Read wall slowly, for it takes time
to grasp the sentence of stone.
Wall breaks in a tumbled caesura
of boulders. Read on
where pucker of breeze on a tarn’s shield
breaks the mirror of wall
and bog cotton trembles. It rains
on a draggle of sheep in the field
where wall breaks the force
and bite of steel from the north
whence weather and danger come.
Wall is the holy book of these old lands
each age scripted by stone.
Gorse
All through sour soil the gorse thrusts.
It is rough furze first, chopped to free the fields.
Burned off in sheets of carbon, it lives
down at the roots, grappling peat sponge,
black as an eclipse of the sun.
Bu
t when the gorse is out of blossom
kissing is then out of fashion.
Like ill-fitting shoes, gorse flowers
pinch and pinch until the sun touches them.

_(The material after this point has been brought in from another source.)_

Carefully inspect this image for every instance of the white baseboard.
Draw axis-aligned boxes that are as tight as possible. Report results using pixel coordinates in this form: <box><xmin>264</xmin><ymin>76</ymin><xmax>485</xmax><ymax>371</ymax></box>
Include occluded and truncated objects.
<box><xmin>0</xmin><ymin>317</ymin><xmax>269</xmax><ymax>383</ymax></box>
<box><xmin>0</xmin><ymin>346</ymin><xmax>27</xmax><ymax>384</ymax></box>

Now in the lanes a spice of coconut,
now the gorse thriving to wipe
the eye of winter with a cloth of gold,
now the bees in their bee kitchen
pilot themselves above the spines,
burrow past rapiers
bumbling, lunge into flowers
like drunks strangely kept safe
in a world full of harms,
and now it comes –
a prickle of intricate buds
a breath of perfume,
a flare along the roadways, a torch
barely mastered in the runner’s arms
leaping the verges to set April alight.